Imported pool write speed sometimes dropping to 0

System information is in my signature

I’ve finished importing my last pool “Tank” (described in my signature) to my new system. Performing local benchmarks using “fio” with a size of 100GB and duration of 10m results the benchmark completes successfully in most cases. An example of the success is below:

Command:

root[/mnt/tank/]# fio --ramp_time=5 --gtod_reduce=1 --numjobs=1 --bs=1M --size=100G --runtime=10m --readwrite=write --name=testfile

Starting:

testfile: Laying out IO file (1 file / 102400MiB)
Jobs: 1 (f=1): [W(1)][1.7%][w=62.8MiB/s][w=62 IOPS][eta 09m:55s]

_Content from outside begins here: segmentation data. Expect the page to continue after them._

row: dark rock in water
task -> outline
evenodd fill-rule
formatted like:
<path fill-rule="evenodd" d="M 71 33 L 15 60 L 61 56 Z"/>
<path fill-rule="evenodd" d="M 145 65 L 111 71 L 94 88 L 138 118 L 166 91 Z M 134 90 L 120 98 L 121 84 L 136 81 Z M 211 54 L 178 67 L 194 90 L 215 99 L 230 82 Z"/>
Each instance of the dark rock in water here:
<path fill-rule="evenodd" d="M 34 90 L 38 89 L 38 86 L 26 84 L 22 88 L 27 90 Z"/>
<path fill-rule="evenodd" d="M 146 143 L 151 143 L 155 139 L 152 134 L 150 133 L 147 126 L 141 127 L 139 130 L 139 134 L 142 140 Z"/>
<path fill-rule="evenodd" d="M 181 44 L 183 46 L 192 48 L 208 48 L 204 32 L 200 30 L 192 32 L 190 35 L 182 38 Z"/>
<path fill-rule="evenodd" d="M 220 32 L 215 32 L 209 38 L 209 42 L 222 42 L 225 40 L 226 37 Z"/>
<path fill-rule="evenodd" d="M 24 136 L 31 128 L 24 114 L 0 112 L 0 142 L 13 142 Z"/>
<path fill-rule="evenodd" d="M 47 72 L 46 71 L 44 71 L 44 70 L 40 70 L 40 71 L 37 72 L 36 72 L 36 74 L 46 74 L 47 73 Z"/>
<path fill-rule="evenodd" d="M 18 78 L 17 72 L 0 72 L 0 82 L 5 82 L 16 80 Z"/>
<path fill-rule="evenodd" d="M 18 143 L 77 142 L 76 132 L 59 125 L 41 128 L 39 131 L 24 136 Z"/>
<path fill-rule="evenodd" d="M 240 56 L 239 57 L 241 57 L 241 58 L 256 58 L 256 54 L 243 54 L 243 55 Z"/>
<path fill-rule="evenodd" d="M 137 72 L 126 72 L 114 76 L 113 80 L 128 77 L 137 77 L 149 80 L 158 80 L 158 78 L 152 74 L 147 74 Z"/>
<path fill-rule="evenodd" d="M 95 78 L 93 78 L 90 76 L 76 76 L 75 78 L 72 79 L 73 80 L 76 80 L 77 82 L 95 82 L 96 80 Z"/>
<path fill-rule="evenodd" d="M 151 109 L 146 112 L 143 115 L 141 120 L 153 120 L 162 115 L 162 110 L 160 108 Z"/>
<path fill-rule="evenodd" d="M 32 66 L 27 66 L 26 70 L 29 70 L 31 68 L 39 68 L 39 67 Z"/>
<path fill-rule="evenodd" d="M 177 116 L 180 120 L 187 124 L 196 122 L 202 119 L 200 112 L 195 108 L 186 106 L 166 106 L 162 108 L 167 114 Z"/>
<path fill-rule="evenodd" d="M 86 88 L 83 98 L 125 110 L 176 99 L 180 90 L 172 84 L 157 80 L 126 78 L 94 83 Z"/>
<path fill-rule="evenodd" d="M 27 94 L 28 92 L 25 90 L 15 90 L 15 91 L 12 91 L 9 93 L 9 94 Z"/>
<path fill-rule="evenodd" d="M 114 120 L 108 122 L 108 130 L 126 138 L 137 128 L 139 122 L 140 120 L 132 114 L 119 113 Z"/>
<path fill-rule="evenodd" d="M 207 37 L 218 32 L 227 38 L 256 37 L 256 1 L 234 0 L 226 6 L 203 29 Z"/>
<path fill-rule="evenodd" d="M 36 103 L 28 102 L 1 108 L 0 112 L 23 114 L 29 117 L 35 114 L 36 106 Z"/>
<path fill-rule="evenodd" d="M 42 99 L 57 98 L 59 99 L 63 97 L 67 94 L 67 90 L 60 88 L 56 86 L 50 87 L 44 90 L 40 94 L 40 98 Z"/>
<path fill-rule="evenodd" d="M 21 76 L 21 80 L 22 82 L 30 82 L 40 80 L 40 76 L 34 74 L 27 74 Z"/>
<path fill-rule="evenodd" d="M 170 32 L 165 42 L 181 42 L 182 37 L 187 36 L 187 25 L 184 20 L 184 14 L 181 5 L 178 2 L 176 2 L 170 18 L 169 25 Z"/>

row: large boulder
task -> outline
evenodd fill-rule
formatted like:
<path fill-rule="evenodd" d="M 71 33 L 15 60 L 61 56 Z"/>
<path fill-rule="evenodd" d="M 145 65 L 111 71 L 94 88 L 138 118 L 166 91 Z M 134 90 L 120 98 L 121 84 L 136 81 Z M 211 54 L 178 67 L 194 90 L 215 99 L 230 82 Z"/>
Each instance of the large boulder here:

2 minutes later(still good):

testfile: Laying out IO file (1 file / 102400MiB)
Jobs: 1 (f=1): [W(1)][26.4%][w=65.0MiB/s][w=65 IOPS][eta 07m:25s]

Finished (Success):

testfile: Laying out IO file (1 file / 102400MiB)
Jobs: 1 (f=1): [W(1)][70.8%][w=89.0MiB/s][w=89 IOPS][eta 04m:10s]
testfile: (groupid=0, jobs=1): err= 0: pid=98861: Mon Jul  8 10:52:09 2024
  write: IOPS=120, BW=120MiB/s (126MB/s)(70.6GiB/600397msec); 0 zone resets
   bw (  KiB/s): min= 1980, max=4472529, per=100.00%, avg=133161.09, stdev=502059.20, samples=1099
   iops        : min=    1, max= 4367, avg=129.43, stdev=490.34, samples=1099
  cpu          : usr=0.20%, sys=1.81%, ctx=282018, majf=0, minf=1
  IO depths    : 1=100.0%, 2=0.0%, 4=0.0%, 8=0.0%, 16=0.0%, 32=0.0%, >=64=0.0%
     submit    : 0=0.0%, 4=100.0%, 8=0.0%, 16=0.0%, 32=0.0%, 64=0.0%, >=64=0.0%
     complete  : 0=0.0%, 4=100.0%, 8=0.0%, 16=0.0%, 32=0.0%, 64=0.0%, >=64=0.0%
     issued rwts: total=0,72298,0,0 short=0,0,0,0 dropped=0,0,0,0
     latency   : target=0, window=0, percentile=100.00%, depth=1

Run status group 0 (all jobs):
  WRITE: bw=120MiB/s (126MB/s), 120MiB/s-120MiB/s (126MB/s-126MB/s), io=70.6GiB (75.8GB), run=600397-600397msec

However in some case for no apparent reason the test will “fail” (write speed just drops to 0 basically and the ETA jumps to >2days). I don’t see any errors in the console or the /var/log/messages file. Other pools are working fine.

Finished (Failure):


testfile: (g=0): rw=write, bs=(R) 1024KiB-1024KiB, (W) 1024KiB-1024KiB, (T) 1024KiB-1024KiB, ioengine=psync, iodepth=1
fio-3.28
Starting 1 process
testfile: Laying out IO file (1 file / 102400MiB)
Jobs: 1 (f=1): [W(1)][0.5%][eta 02d:12h:50m:30s]
testfile: (groupid=0, jobs=1): err= 0: pid=94385: Mon Jul  8 10:36:15 2024
  write: IOPS=0, BW=525KiB/s (538kB/s)(511MiB/996233msec); 0 zone resets
   bw (  KiB/s): min= 1984, max=85499, per=100.00%, avg=14824.70, stdev=19985.78, samples=63
   iops        : min=    1, max=   83, avg=13.71, stdev=19.63, samples=63
  cpu          : usr=0.00%, sys=0.01%, ctx=3806, majf=0, minf=1
  IO depths    : 1=100.0%, 2=0.0%, 4=0.0%, 8=0.0%, 16=0.0%, 32=0.0%, >=64=0.0%
     submit    : 0=0.0%, 4=100.0%, 8=0.0%, 16=0.0%, 32=0.0%, 64=0.0%, >=64=0.0%
     complete  : 0=0.0%, 4=100.0%, 8=0.0%, 16=0.0%, 32=0.0%, 64=0.0%, >=64=0.0%
     issued rwts: total=0,511,0,0 short=0,0,0,0 dropped=0,0,0,0
     latency   : target=0, window=0, percentile=100.00%, depth=1

Run status group 0 (all jobs):
  WRITE: bw=525KiB/s (538kB/s), 525KiB/s-525KiB/s (538kB/s-538kB/s), io=511MiB (536MB), run=996233-996233msec

Does anyone have any tips on what to investigate for this kind of intermittent problem?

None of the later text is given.